3. Optimize for “visibility”#
There are quite some interesting application patterns emerging because of LLMs, like Retrieval Augmented Generation (RAG), ReAct and more. Though how LLMs work may remain enigmatic to many developers, how LLM apps work is not - they essentially involve a series of calls to external services such as LLMs, databases, and search engines, all glued together. Architecturally there isn’t much new, patterns like RAG and ReAct are both straightforward to implement once a developer understands what they are - plain Python programs with API calls to external services can totally serve the purpose effectively.
By observing many internal use cases, we learned that deeper insight into the detail of the execution is critical. Establishing a systematic method for tracking interactions with external systems is one of design priority. Consequently, We adopted an unconventional approach - prompt flow has a YAML file describing how function calls (we call them Tools) are executed and connected into a Directed Acyclic Graph (DAG).

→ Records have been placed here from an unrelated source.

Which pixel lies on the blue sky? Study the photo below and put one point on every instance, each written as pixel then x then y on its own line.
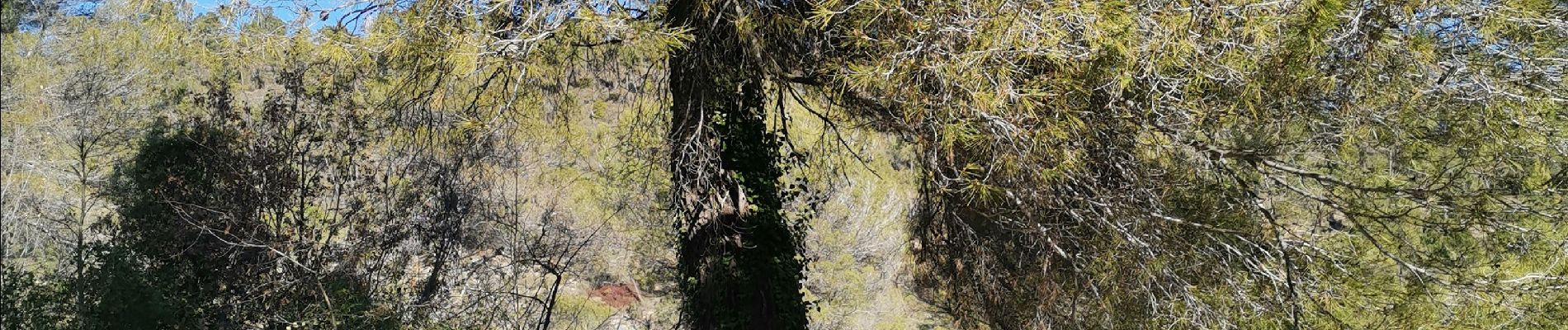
pixel 290 10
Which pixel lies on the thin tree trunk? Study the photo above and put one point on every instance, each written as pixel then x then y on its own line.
pixel 737 255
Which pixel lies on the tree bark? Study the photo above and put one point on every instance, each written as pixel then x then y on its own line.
pixel 737 254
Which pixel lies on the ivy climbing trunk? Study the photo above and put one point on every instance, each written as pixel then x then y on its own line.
pixel 737 254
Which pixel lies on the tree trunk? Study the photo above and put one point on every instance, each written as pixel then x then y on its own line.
pixel 737 255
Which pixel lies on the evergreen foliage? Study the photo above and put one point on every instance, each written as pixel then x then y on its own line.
pixel 784 165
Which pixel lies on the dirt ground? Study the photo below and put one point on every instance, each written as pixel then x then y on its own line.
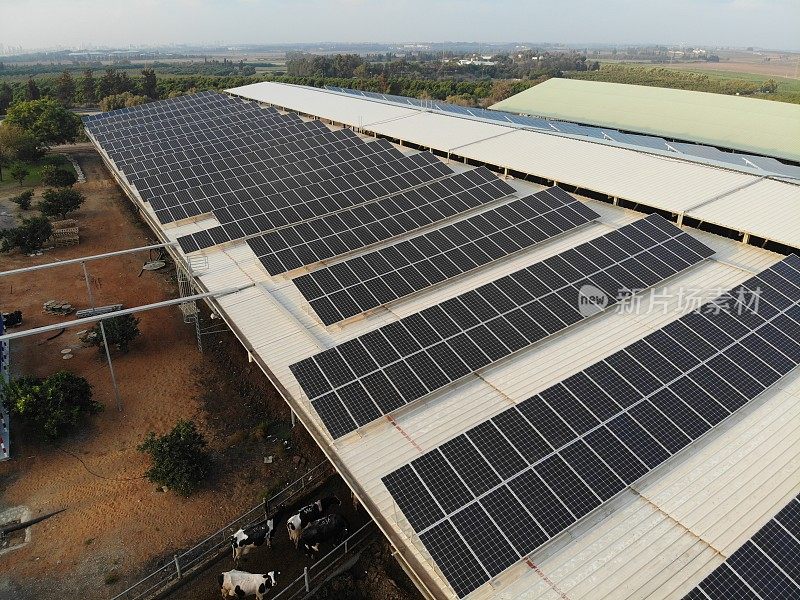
pixel 116 524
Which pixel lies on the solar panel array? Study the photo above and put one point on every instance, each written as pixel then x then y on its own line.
pixel 766 567
pixel 313 241
pixel 496 493
pixel 295 206
pixel 357 382
pixel 206 192
pixel 604 133
pixel 362 283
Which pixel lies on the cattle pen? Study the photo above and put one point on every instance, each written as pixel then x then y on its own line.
pixel 188 564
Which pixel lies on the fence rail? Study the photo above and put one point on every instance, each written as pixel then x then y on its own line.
pixel 202 554
pixel 325 568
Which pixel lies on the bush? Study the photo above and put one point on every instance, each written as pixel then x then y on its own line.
pixel 28 237
pixel 60 202
pixel 46 119
pixel 120 332
pixel 123 100
pixel 52 406
pixel 180 459
pixel 23 199
pixel 18 171
pixel 52 175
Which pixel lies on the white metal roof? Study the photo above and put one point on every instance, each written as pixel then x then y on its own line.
pixel 672 184
pixel 665 534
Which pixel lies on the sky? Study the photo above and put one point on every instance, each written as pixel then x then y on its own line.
pixel 773 24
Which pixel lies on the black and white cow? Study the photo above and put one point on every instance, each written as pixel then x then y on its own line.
pixel 332 528
pixel 246 539
pixel 307 514
pixel 240 584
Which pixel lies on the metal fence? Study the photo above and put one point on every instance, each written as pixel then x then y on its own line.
pixel 327 566
pixel 204 553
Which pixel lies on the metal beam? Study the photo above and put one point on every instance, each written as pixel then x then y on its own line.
pixel 124 311
pixel 74 261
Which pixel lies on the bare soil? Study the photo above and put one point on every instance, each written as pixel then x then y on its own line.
pixel 116 524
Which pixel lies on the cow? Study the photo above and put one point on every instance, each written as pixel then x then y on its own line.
pixel 307 514
pixel 246 539
pixel 331 528
pixel 240 584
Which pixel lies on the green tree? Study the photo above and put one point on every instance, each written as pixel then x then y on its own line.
pixel 6 97
pixel 180 460
pixel 52 406
pixel 30 236
pixel 107 85
pixel 18 172
pixel 17 144
pixel 123 100
pixel 32 91
pixel 53 176
pixel 89 87
pixel 120 332
pixel 60 202
pixel 23 199
pixel 47 120
pixel 65 89
pixel 149 84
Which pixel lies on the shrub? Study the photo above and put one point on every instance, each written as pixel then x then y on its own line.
pixel 18 171
pixel 53 176
pixel 52 406
pixel 120 332
pixel 123 100
pixel 23 199
pixel 180 459
pixel 28 237
pixel 60 202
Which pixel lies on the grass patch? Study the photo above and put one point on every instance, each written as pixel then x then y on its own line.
pixel 34 176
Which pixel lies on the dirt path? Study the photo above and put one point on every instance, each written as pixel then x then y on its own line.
pixel 116 524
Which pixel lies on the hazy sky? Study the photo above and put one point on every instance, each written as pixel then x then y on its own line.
pixel 49 23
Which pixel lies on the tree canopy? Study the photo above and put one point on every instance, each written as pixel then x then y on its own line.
pixel 30 236
pixel 180 459
pixel 46 119
pixel 52 406
pixel 60 202
pixel 123 100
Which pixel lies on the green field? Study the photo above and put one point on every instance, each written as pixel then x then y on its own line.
pixel 34 176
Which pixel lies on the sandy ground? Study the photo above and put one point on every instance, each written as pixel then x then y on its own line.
pixel 116 526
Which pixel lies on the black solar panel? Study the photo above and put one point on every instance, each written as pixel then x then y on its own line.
pixel 354 191
pixel 307 243
pixel 365 282
pixel 466 333
pixel 591 457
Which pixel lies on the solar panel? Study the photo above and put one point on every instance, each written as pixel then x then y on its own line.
pixel 290 248
pixel 200 190
pixel 766 566
pixel 357 285
pixel 600 430
pixel 428 350
pixel 286 209
pixel 255 146
pixel 203 138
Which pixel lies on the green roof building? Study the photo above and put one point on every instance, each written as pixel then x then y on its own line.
pixel 745 124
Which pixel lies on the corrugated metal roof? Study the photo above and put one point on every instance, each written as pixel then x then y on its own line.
pixel 750 124
pixel 645 538
pixel 651 179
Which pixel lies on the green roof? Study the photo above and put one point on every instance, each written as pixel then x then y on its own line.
pixel 745 124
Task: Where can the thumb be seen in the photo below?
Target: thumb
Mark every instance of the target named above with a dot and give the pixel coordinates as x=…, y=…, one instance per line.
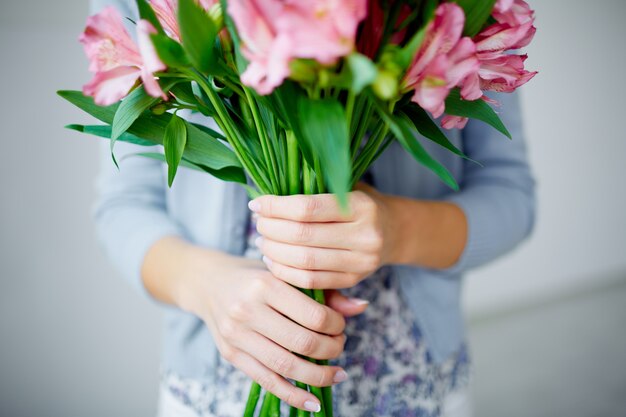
x=347, y=306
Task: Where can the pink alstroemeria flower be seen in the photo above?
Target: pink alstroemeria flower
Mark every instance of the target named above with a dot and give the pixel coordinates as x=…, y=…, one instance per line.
x=115, y=59
x=443, y=61
x=500, y=71
x=512, y=12
x=166, y=11
x=274, y=32
x=371, y=35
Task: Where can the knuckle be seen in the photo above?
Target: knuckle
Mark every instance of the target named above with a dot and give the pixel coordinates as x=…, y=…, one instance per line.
x=269, y=381
x=307, y=259
x=228, y=353
x=323, y=377
x=309, y=207
x=319, y=317
x=305, y=344
x=353, y=279
x=282, y=364
x=308, y=279
x=239, y=311
x=303, y=232
x=372, y=262
x=228, y=330
x=259, y=286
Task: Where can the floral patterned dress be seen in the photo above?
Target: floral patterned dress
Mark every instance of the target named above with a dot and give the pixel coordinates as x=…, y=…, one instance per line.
x=391, y=372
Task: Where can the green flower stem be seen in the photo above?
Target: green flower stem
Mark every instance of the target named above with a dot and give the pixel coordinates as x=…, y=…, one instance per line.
x=268, y=154
x=267, y=404
x=366, y=113
x=253, y=399
x=366, y=159
x=293, y=163
x=231, y=133
x=302, y=413
x=274, y=410
x=319, y=176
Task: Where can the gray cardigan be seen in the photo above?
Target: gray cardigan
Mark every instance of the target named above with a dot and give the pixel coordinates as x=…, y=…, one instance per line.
x=135, y=208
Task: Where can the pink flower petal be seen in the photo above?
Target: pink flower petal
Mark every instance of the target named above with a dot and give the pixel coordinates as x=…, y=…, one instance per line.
x=111, y=86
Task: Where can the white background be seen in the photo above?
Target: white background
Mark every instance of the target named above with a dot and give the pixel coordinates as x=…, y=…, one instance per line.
x=76, y=341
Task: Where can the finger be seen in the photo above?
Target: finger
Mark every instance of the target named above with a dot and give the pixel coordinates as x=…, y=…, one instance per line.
x=305, y=311
x=274, y=383
x=304, y=278
x=347, y=306
x=296, y=338
x=322, y=235
x=303, y=208
x=287, y=364
x=317, y=259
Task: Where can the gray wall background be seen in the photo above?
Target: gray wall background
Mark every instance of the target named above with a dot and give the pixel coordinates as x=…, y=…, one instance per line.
x=76, y=341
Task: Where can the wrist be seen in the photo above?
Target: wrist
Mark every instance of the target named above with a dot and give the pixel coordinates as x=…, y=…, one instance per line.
x=403, y=238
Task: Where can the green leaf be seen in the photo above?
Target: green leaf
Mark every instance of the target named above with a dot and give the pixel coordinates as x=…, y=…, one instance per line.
x=129, y=110
x=401, y=127
x=171, y=52
x=362, y=71
x=324, y=128
x=477, y=109
x=230, y=174
x=240, y=60
x=146, y=13
x=477, y=13
x=422, y=122
x=104, y=131
x=406, y=55
x=202, y=148
x=174, y=141
x=198, y=33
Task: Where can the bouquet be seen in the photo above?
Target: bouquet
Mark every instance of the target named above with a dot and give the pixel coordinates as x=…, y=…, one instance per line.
x=306, y=94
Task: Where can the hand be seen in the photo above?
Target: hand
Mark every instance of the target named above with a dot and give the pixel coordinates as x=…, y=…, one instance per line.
x=309, y=242
x=260, y=323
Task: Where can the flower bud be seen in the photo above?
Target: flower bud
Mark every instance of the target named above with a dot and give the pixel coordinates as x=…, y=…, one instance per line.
x=215, y=12
x=302, y=70
x=159, y=109
x=386, y=85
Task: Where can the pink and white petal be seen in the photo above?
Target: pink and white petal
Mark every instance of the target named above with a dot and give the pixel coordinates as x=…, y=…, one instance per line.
x=453, y=122
x=111, y=86
x=151, y=60
x=470, y=88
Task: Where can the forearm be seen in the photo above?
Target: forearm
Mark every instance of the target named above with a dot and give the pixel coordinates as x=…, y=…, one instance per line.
x=429, y=234
x=173, y=267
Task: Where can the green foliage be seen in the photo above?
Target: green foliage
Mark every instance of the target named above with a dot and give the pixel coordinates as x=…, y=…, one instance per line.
x=477, y=109
x=423, y=124
x=146, y=13
x=171, y=52
x=202, y=148
x=477, y=12
x=323, y=126
x=402, y=128
x=198, y=33
x=361, y=71
x=174, y=141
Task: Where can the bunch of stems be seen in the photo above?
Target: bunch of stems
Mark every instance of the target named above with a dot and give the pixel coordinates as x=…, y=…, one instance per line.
x=281, y=169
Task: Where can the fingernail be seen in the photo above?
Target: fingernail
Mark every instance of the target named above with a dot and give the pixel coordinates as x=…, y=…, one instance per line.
x=254, y=206
x=358, y=301
x=340, y=376
x=312, y=406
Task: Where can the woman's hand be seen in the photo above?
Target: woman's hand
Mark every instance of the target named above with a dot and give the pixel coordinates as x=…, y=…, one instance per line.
x=309, y=242
x=259, y=323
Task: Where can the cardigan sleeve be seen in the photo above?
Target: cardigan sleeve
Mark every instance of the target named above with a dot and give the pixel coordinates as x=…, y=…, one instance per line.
x=130, y=212
x=498, y=198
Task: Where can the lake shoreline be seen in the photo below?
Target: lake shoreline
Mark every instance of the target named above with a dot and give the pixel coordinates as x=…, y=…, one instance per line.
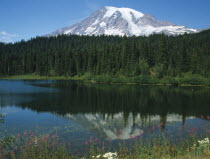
x=84, y=79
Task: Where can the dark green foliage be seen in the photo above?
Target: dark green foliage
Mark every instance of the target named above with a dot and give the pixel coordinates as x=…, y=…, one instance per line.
x=155, y=56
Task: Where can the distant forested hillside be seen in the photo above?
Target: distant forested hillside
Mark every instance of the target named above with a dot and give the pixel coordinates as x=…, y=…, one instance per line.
x=155, y=56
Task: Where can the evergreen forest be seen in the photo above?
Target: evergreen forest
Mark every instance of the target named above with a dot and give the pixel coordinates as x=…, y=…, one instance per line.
x=143, y=59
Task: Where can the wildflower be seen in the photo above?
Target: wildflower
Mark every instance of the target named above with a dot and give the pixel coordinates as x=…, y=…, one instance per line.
x=91, y=139
x=110, y=155
x=25, y=133
x=55, y=136
x=47, y=137
x=19, y=136
x=35, y=142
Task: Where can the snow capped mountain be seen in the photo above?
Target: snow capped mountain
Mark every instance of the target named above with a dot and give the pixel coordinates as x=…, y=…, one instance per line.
x=122, y=21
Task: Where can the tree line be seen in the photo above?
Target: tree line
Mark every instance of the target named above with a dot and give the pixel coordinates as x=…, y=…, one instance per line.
x=157, y=55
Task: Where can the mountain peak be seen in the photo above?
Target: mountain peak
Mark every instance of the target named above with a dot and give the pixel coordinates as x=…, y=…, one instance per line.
x=122, y=21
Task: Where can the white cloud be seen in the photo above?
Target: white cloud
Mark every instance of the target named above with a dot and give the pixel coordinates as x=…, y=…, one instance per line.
x=7, y=37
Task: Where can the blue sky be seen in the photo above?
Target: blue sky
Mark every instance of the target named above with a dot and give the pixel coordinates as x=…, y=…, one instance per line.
x=23, y=19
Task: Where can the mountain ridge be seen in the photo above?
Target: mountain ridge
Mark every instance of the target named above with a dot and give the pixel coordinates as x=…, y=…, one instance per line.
x=122, y=21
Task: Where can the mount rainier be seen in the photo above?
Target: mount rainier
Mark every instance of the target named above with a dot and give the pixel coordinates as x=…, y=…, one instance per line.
x=122, y=21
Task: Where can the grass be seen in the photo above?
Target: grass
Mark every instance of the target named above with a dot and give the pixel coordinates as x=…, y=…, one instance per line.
x=30, y=145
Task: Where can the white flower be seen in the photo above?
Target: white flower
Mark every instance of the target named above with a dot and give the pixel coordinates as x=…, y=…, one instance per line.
x=110, y=155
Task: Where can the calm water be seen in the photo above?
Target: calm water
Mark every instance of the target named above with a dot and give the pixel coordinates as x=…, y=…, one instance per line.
x=104, y=113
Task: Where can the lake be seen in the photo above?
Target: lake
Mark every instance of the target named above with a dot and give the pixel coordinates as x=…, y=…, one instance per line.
x=82, y=113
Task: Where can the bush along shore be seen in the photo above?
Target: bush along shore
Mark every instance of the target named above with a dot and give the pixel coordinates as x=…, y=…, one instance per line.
x=34, y=146
x=185, y=79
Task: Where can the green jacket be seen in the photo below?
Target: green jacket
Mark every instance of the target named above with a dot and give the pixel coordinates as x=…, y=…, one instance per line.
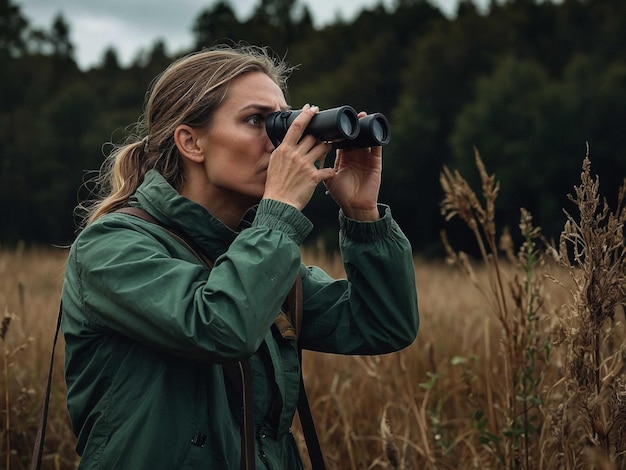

This approach offers several key benefits, primarily centered around enhanced visibility:
During development, your flow can be visualized in an intelligible manner, enabling clear identification of any faulty components. As a byproduct, you obtain an architecturally descriptive diagram that can be shared with others.
Each node in the flow has it’s internal detail visualized in a consistent way.
Single nodes can be individually run or debugged without the need to rerun previous nodes.
The emphasis on visibility in prompt flow’s design helps developers to gain a comprehensive understanding of the intricate details of their applications. This, in turn, empowers developers to engage in effective troubleshooting and optimization.
Despite there’re some control flow features like “activate-when” to serve the needs of branches/switch-case, we do not intend to make Flow itself Turing-complete. If you want to develop an agent which is fully dynamic and guided by LLM, leveraging Semantic Kernel together with prompt flow would be a favorable option.